Tradycyjne ładowanie może dla niektórych wydawać się już passé. Po co zużywać gniazdo USB-C i poświęcać czas na trafienie kablem, skoro można położyć sprzęt na ładowarce indukcyjnej? W tej kwestii iPhone może wkrótce zaskoczyć Androidowych rywali.
Bezprzewodowe 15 lat
Celem założonego 17 grudnia 2008 roku Wireless Power Consortium było stworzenie i popularyzacja ładowania indukcyjnego. Standard Qi (czyt. czi) w wersji 1.0, opracowany przez WPC, zadebiutował w 2010 roku, choć pierwszy smartfon z bezprzewodowym ładowaniem pojawił się nieco wcześniej. W 2009 roku na półki sklepowe trafił Palm Pre, który umożliwiał uzupełnianie stanu baterii bez wpinania kabla w gniazdo.
13 lat po zaprezentowaniu standardu Qi w wersji 1.0, w 2023 roku poznaliśmy założenia Qi 2.0. Nowa generacja wprowadza obsługę Magnetic Power Profil, jeszcze lepsze wykrywanie urządzeń czy operowanie na częstotliwości 360 kHz. Oprócz tego możemy liczyć na szybsze ładowanie, lepszą wydajność i wygodę użytkowania. Wireless Power Consortium podało, że pierwsze urządzenia kończą właśnie proces certyfikacyjny.

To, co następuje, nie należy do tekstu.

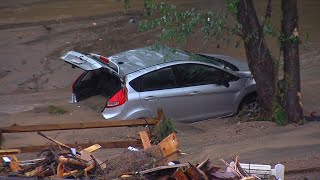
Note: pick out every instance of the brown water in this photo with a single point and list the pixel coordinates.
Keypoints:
(22, 11)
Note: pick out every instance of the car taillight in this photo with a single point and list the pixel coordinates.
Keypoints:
(104, 59)
(75, 82)
(118, 99)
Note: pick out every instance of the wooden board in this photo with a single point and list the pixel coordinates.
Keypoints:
(93, 148)
(9, 151)
(169, 145)
(145, 139)
(83, 125)
(104, 145)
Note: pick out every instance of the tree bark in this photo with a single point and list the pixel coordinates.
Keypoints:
(258, 54)
(291, 67)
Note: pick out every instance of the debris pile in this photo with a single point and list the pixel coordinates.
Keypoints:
(157, 159)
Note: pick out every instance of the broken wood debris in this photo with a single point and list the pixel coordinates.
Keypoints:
(82, 125)
(154, 161)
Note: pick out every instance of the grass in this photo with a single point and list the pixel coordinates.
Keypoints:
(162, 130)
(56, 110)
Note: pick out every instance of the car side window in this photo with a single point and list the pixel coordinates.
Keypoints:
(156, 80)
(197, 74)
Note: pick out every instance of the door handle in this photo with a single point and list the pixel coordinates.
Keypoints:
(194, 93)
(149, 98)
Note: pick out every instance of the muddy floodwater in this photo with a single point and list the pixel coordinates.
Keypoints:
(35, 33)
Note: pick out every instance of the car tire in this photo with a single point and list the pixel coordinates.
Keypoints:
(249, 107)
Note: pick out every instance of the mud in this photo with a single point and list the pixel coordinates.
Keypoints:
(34, 33)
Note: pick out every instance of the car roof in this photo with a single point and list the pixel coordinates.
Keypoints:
(137, 59)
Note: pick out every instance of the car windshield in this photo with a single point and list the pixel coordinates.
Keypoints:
(218, 62)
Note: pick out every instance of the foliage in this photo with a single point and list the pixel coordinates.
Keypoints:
(56, 110)
(162, 130)
(279, 114)
(179, 25)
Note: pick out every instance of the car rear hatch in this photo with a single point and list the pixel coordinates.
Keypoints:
(101, 76)
(90, 61)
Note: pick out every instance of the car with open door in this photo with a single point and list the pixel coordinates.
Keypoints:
(188, 87)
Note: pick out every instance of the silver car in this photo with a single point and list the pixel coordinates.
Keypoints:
(188, 87)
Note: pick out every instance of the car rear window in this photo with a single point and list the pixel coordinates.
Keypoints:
(156, 80)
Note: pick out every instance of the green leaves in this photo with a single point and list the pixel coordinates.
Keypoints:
(232, 6)
(179, 25)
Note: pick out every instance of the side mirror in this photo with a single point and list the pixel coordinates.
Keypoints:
(224, 82)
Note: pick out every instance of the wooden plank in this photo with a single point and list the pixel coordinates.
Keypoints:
(160, 168)
(145, 139)
(83, 125)
(55, 141)
(93, 148)
(194, 173)
(169, 145)
(180, 175)
(9, 151)
(15, 167)
(104, 145)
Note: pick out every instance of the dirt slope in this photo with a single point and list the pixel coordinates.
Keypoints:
(32, 77)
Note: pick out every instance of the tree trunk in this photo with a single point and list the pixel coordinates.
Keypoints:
(291, 67)
(258, 55)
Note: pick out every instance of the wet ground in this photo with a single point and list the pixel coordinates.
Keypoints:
(34, 33)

Certyfikowane ładowarki Qi 2 oferują płynniejsze oraz szybsze ładowanie, które jest bardziej wydajne energetycznie i zapewnia szerszy zakres współdziałania. Dodatkowo, magnetyczny uchwyt Qi 2 sprawi, że klienci nie będą musieli męczyć się z dostosowywaniem pozycji urządzeń tak, aby ustawienie telefonu względem ładowarki było idealne. Paul Struhsaker, prezes wykonawczy WPC
iPhone z Qi 2
Kiedy wspomniane wyżej nowinki pojawią się rynku? Według oficjalnego komunikatu prasowego WPC, pierwsze produkty trafią na półki w okresie świątecznym 2023 roku. Prawda jest jednak taka, że Qi w wersji 2.0 niejako jest już wśród nas. Smartfonem, który uzyska tytuł „pierwszego telefonu z ładowaniem Qi 2”, będzie iPhone 15.

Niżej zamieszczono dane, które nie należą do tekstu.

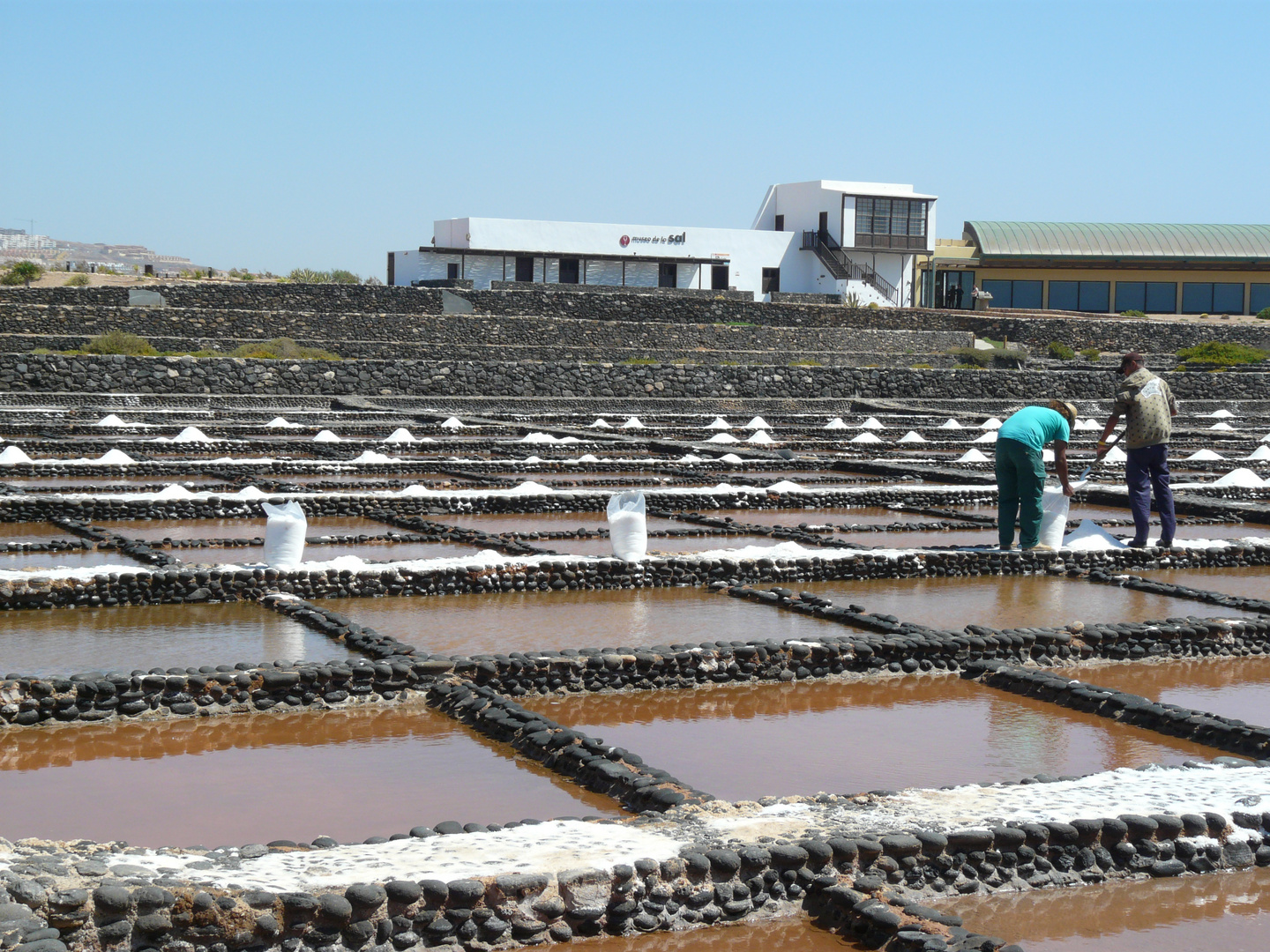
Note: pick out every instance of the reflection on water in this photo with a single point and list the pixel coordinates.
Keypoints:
(1229, 911)
(848, 738)
(68, 641)
(217, 781)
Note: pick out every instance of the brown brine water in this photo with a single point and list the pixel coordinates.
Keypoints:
(746, 741)
(68, 641)
(254, 778)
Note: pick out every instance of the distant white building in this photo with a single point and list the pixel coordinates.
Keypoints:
(826, 238)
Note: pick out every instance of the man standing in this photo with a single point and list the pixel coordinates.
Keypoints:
(1148, 406)
(1021, 469)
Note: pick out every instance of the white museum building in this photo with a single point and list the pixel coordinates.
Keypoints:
(819, 238)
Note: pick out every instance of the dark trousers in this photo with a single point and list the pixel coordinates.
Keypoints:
(1020, 492)
(1146, 471)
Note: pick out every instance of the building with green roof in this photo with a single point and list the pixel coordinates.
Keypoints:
(1102, 268)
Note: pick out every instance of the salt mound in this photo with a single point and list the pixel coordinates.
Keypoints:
(1091, 537)
(1241, 478)
(785, 487)
(192, 435)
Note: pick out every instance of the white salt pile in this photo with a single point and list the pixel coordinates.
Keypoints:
(1206, 455)
(1091, 537)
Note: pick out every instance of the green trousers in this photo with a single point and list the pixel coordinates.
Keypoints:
(1021, 487)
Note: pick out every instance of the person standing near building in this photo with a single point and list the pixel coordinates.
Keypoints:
(1148, 406)
(1021, 469)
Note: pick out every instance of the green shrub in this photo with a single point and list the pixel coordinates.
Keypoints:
(1223, 354)
(120, 342)
(1061, 352)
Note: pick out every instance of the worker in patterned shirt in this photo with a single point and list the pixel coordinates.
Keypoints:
(1148, 406)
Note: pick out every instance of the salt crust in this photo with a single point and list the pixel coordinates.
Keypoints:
(549, 847)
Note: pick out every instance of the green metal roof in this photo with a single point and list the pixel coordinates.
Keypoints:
(1032, 239)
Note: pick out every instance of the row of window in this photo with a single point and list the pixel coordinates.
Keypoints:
(1147, 296)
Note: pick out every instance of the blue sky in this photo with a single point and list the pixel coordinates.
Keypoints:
(279, 135)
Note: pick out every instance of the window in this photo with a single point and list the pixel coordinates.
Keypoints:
(1080, 296)
(891, 222)
(1131, 296)
(1259, 297)
(1013, 294)
(1229, 299)
(1161, 297)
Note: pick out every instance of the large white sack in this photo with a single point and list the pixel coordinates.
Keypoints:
(285, 534)
(628, 528)
(1053, 517)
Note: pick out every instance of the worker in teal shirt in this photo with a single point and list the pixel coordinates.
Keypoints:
(1021, 469)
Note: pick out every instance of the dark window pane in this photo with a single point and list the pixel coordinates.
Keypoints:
(1000, 291)
(1161, 297)
(1062, 296)
(1197, 297)
(1259, 297)
(1027, 294)
(1229, 299)
(1131, 296)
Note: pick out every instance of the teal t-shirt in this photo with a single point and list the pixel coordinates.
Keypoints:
(1035, 427)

Jak to możliwe? Smartfony opracowano w zgodzie z nowym standardem, jednak muszą one przejść długi i żmudny proces certyfikacji, który zakończy się w ciągu najbliższych tygodni. Jak tylko konsorcjum da Apple zielone światło, gigant z Cupertino odblokuje Qi 2, najprawdopodobniej za pomocą aktualizacji systemowej iOS 17.2. Wkrótce do smartfona Apple dołączą również akcesoria Belkin, Mophie, Anker oraz Aircharge. WPC zdradza, że w kolejce do testów i certyfikacji stoi ponad sto urządzeń.
Fani iPhone’ów mają zatem powody do zadowolenia. Wszystko wskazuje bowiem na to, że po dokupieniu kompatybilnych akcesoriów lada chwila będą cieszyli się nowym standardem ładowania indukcyjnego. Kiedy ten zaszczyt dostąpi fanów Androida – nie wiadomo. Wątpię, by była to kwestia miesięcy. Gdybym miał wskazać najlepszego pretendenta po tej stronie świata tech, powiedziałbym, że standardem Qi 2 wkrótce pochwali się odwieczny rywal Apple, Samsung wraz z serią Galaxy S24, aczkolwiek to tylko spekulacja.